Dear Mark and Sue
Re: 18.51 FGW service from Paddington to Oxford 19/3/12. Amount of my day wasted: seven minutes.
Mark! Sue! Wake up!
Wake up it’s a beautiful morning! See the sun shining for your eyes! Wake up, it’s so beautiful! For what could be the very last time!
Actually, don’t worry about that last bit. It’s not going to be the very last time, Mark. Fret not, Sue. There will be a tomorrow. There always is. That’s the problem with tomorrow – it just keeps coming. That’s the thing about tomorrow – that sucker just don’t know when to quit. Creeping in this petty pace from day to day till the last syllable of recorded time: that’s what tomorrow does alright.
But what am I saying? We’re not here to philosophomise! We have not come together on this beautiful morning in England in the spring to misquote Shakespeare and recall the lyrics of oddbod Britpop also-rans the Boo Radleys!*
These matters are of no consequence to men like us today (no offence Sue: men and women like us. Or rather men like us and women like you. Men like us and a woman like you. A letter-based ménage a trois. A train-related threesome. But not in a rude way, obviously). These things are mere distractions! We’re here, for what could be the very last time, to talk of trains!
It’s all about the First Great Western, baby, as Puff Daddy so presciently put it. And more specifically, it’s all about the First Great Western train I caught home from work last night that ended up running seven minutes later than it was supposed to.
That’s why I’m writing to you today! That’s the deal we’ve got going on! You waste seven minutes of my life on a Monday night – and so I write a letter designed to waste seven minutes of yours in return come Tuesday morning. That’s been our pact these nine months last, that’s been our story. And if it’s largely been a tale told by an idiot, full of sound and fury, signifying nothing – well, what isn’t, eh? (Hey, that’s a pretty good line, isn’t it? Someone should use that. Someone should write that down and use it!)
So! The trains. Oh, the trains, Mark! Sue: the trains! In this, our last week together before my work at the nation’s most popular super soaraway Sunday supplement is done and I once more ascend into the commute-free happy hunting grounds of freelancing – in this final week, here at the end of us, I was sort of hoping there would be no delays.
(I’ve been hoping that every week for the two years I’ve been commuting, Mark. If the definition of madness is repeatedly doing the same thing again and again whilst expecting a different result, then I fear it may be time to call the doctor.)

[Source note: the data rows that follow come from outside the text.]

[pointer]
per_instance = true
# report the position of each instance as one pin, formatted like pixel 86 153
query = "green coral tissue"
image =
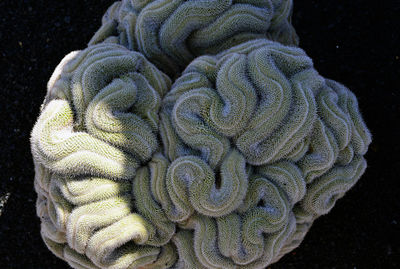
pixel 185 136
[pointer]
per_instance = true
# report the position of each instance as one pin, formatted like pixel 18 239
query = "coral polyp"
pixel 223 161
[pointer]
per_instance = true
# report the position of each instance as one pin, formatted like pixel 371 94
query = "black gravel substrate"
pixel 353 42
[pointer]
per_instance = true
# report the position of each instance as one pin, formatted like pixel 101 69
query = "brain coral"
pixel 226 168
pixel 171 33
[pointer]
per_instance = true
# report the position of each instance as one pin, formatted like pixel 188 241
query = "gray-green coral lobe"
pixel 171 33
pixel 227 167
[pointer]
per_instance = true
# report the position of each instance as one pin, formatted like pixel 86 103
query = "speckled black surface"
pixel 353 42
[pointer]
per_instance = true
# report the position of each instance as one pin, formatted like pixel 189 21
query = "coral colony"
pixel 191 134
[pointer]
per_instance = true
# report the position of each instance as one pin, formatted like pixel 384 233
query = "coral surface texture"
pixel 186 136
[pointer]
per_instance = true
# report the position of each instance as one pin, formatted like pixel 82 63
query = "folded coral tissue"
pixel 191 134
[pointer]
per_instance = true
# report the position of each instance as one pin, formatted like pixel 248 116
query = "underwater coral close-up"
pixel 199 134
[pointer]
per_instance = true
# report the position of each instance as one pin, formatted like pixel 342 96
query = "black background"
pixel 353 42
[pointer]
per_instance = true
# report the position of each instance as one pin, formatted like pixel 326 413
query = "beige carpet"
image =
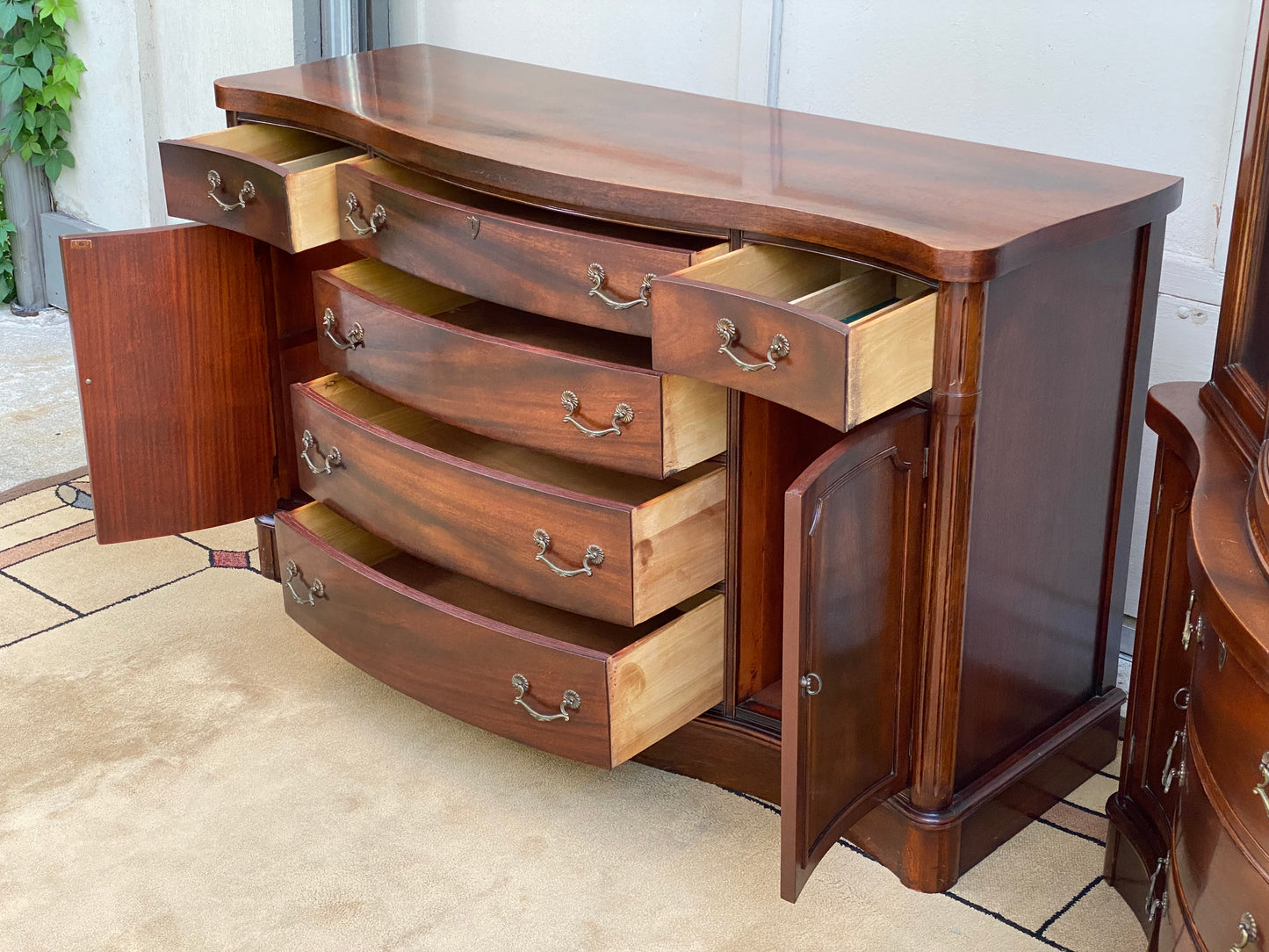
pixel 183 768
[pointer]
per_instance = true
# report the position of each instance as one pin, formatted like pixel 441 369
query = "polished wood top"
pixel 937 207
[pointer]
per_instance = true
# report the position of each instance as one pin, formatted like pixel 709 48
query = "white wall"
pixel 1150 84
pixel 150 71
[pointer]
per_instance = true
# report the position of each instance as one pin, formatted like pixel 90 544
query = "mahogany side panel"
pixel 173 359
pixel 1044 492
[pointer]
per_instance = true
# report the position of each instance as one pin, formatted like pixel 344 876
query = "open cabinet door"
pixel 173 361
pixel 852 603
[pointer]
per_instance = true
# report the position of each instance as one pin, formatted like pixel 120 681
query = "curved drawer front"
pixel 268 182
pixel 1220 883
pixel 507 373
pixel 1229 716
pixel 456 645
pixel 624 547
pixel 513 254
pixel 833 339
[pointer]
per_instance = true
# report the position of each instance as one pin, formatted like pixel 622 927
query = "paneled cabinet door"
pixel 852 603
pixel 173 362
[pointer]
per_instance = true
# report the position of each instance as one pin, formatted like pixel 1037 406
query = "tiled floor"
pixel 1043 888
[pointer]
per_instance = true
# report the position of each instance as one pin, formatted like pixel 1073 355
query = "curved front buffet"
pixel 628 423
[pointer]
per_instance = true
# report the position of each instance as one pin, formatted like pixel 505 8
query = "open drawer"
pixel 561 265
pixel 578 537
pixel 571 686
pixel 580 393
pixel 836 341
pixel 270 182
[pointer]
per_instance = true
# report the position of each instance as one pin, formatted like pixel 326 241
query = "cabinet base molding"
pixel 928 851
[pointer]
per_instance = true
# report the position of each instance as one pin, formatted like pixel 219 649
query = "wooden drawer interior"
pixel 838 341
pixel 292 174
pixel 832 287
pixel 658 674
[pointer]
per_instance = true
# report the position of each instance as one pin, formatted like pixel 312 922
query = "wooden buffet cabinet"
pixel 767 448
pixel 1189 824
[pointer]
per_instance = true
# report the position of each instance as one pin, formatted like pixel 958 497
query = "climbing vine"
pixel 39 82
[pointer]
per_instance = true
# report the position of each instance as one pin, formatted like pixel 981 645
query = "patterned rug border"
pixel 36 485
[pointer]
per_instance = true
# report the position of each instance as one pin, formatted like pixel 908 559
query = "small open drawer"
pixel 551 263
pixel 836 341
pixel 602 544
pixel 270 182
pixel 571 686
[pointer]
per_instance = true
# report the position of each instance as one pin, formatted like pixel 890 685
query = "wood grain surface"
pixel 938 207
pixel 502 372
pixel 514 256
pixel 455 644
pixel 472 505
pixel 171 354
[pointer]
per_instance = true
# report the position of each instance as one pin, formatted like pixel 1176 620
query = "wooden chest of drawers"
pixel 775 451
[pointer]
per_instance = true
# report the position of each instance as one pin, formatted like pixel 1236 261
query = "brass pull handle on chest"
pixel 1171 775
pixel 1262 790
pixel 571 701
pixel 356 338
pixel 333 458
pixel 1157 903
pixel 372 226
pixel 778 350
pixel 1248 932
pixel 594 555
pixel 311 592
pixel 595 272
pixel 624 413
pixel 245 194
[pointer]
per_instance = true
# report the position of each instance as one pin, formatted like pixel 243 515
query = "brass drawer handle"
pixel 571 701
pixel 595 272
pixel 245 194
pixel 1262 790
pixel 1188 631
pixel 594 556
pixel 778 350
pixel 1157 903
pixel 624 413
pixel 356 339
pixel 1169 773
pixel 1248 932
pixel 333 458
pixel 377 217
pixel 311 592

But of course that wasn’t to be. As sure as the sun rises in the morning and tomorrow follows tomorrow, there will be delays. It’s what you do, Mark! It’s what you are, Sue! And so, with that in mind, and despite the fact that I only have four more evening commutes and three more morning commutes before I quit this sorry business altogether, still, I shall not say goodbye, but merely au revoir.
I am fully confident there will be at least one more delay and one further letter to write before we snuff out this brief candle.

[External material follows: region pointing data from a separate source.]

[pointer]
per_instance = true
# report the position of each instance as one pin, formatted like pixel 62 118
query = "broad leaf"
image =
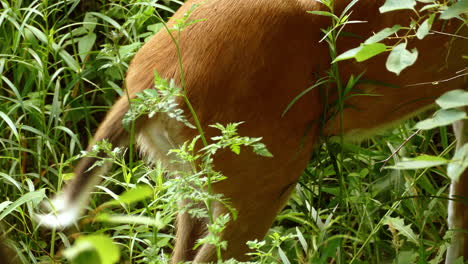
pixel 456 9
pixel 104 249
pixel 459 163
pixel 400 58
pixel 369 51
pixel 424 29
pixel 381 35
pixel 398 224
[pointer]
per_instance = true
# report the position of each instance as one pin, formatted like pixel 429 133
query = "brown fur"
pixel 245 62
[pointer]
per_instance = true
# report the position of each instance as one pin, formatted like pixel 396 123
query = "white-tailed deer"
pixel 246 61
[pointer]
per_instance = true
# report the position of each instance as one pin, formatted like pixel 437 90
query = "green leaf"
pixel 370 50
pixel 261 150
pixel 408 256
pixel 139 193
pixel 107 252
pixel 85 44
pixel 35 197
pixel 157 221
pixel 421 162
pixel 400 58
pixel 459 163
pixel 90 22
pixel 392 5
pixel 348 54
pixel 384 33
pixel 442 117
pixel 284 258
pixel 399 225
pixel 454 10
pixel 424 29
pixel 453 99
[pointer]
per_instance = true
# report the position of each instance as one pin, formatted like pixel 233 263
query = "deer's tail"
pixel 67 206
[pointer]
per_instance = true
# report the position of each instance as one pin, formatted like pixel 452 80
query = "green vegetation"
pixel 62 64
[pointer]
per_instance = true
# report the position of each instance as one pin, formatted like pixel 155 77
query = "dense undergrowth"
pixel 62 64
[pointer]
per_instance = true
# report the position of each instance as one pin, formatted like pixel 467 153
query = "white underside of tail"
pixel 62 213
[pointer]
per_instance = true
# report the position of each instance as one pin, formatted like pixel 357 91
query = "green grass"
pixel 62 64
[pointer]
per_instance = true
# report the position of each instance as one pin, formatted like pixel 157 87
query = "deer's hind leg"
pixel 188 230
pixel 255 216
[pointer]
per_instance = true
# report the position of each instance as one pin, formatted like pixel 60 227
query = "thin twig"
pixel 398 149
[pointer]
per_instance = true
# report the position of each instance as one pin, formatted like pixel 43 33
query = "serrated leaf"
pixel 459 163
pixel 107 251
pixel 85 44
pixel 284 258
pixel 90 22
pixel 400 58
pixel 453 99
pixel 382 34
pixel 392 5
pixel 456 9
pixel 424 29
pixel 442 117
pixel 404 230
pixel 370 50
pixel 420 162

Until we see each other again, Mark! Catch you later, Sue!
*The Boo Radleys – now there was a strange band, Sue. Don’t you think? I always get them mixed up with fellow third-division Britpoppers Dodgy. Did I ever tell you how the drummer from Dodgy (fat bloke, pork pie hat – almost certainly not the only pork pie in his life, if you know what I mean) once tried to snog the current Mrs Dom? He totally did! And she, to her eternal credit, totally didn’t.
Anyway, enough of that. The Boo Radleys: now there was a strange band. Named after a character in To Kill A Mockney Bird, by Harper Lee Beckham. All about a bloke who goes on trial falsely accused of murdering some posh type slumming it in Whitechapel in the 1820s. The whole thing is narrated by a little girl – and Boo Radley is the name of her father, who’s chief prosecutor. He hangs him in the end. Great story! I know it like the back of my hand! But strange band nonetheless. Though at least none of them ever tried to get off with my wife, to be fair.